The facts are simple. The man was born blind. Jesus gave him sight. This is not a fable. It is not even a parable. It actually happened.

But the rest of the story is about people asking and dogmatically answering the wrong questions. The disciples asked a wrong question. The neighbors asked several wrong questions. The Pharisees asked more wrong questions. Even the man healed asked a couple wrong questions.

The questions were understandable, reasonable, properly composed, asked sincerely, and raised by recognized stakeholders in the community—and they were still the wrong questions.

“Who sinned?”

“Isn’t this the same man who used to sit and beg?”

“How, then, were your eyes opened?”

“Where is this man?”

“Who did this on the Sabbath?”

“How can a sinner perform such signs?”

“What have you to say about him?”

“Is this your son?”

“Is this the one you say was born blind?”

“How is it that now he can see?”

“What did he do to you?”

“How did he open your eyes?”

“Why do you want to hear it again?”

“Do you want to become his disciples too?”

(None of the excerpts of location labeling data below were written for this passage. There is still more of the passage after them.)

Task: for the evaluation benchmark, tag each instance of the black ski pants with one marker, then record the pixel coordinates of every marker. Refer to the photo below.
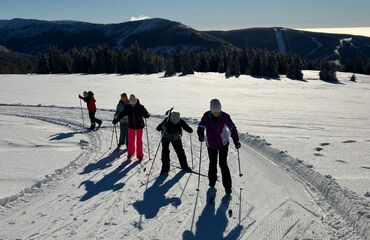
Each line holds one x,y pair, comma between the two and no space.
93,119
212,171
177,145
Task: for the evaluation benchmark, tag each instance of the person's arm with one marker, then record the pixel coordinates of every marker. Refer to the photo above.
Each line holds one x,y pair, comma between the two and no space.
160,126
144,112
186,127
121,115
201,127
234,132
82,97
117,110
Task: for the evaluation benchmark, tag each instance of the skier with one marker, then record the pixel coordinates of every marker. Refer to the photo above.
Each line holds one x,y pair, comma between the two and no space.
215,122
123,123
89,98
135,112
171,128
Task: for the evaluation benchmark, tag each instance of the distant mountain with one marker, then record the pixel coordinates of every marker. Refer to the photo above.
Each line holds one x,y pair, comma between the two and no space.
302,43
33,36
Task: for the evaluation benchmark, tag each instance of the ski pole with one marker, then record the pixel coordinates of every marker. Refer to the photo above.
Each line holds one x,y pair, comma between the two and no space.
82,114
111,141
240,173
115,133
147,137
191,150
159,144
200,164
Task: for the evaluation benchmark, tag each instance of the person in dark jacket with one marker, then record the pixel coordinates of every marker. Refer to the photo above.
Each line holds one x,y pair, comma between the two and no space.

After all the wrong questions, Jesus asks the only right question, “Do you believe in the Son of Man?” Jesus asks the question with eternal implications—the question no one else is asking.

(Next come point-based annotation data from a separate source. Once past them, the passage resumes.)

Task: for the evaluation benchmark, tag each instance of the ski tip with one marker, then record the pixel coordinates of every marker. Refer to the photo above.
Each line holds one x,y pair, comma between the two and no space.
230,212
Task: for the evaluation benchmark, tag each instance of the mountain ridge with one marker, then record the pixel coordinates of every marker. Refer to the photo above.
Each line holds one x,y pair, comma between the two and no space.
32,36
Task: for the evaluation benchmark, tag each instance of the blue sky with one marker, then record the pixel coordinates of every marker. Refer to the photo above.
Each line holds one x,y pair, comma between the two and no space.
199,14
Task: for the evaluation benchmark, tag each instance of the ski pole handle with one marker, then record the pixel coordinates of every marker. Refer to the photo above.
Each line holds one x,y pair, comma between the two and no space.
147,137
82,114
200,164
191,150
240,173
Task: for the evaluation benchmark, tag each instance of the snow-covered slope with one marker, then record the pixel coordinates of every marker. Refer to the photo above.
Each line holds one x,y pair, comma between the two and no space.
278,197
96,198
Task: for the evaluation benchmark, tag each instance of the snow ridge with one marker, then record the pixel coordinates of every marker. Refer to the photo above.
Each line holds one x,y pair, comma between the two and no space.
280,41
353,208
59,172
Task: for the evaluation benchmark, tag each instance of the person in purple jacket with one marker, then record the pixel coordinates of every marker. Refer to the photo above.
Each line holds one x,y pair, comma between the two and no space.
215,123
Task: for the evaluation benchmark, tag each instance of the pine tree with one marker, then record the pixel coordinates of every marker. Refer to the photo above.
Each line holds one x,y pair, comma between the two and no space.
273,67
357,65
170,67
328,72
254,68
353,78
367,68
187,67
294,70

At the end, the Pharisees ask a relevant question, “What? Are we blind too?” But they failed to answer it.

Interestingly, apart from Jesus the only people who didn’t ask wrong questions were the man’s parents. And when they were asked wrong questions, they simply answered, “We don’t know.” It seems like a terribly inadequate answer, but they back it up with facts. “He is our son. He was born blind. How he can see, we don’t know.”

John 9:22 is an interesting verse. It says, “His parents said this because they were afraid of the Jewish leaders, who already had decided that anyone who acknowledged that Jesus was the Messiah would be put out of the synagogue.” Apparently, his parents believed the miracle but were intimidated by the threats of the Jewish leaders.

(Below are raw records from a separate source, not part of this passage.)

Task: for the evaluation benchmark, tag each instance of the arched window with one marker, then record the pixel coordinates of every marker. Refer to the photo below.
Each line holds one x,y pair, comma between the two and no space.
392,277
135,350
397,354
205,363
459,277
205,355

Asking the wrong questions and answering them dogmatically is how dogma is reinforced and perpetuated. We can expand the circle of dogmatists, reproduce the circumstances scientifically, lengthen the list of wrong questions, repeat them over and over, publish the answers, and even be drawn into thinking these questions are important and answering them ourselves—and they will still be the wrong questions.

Because God is still performing miracles.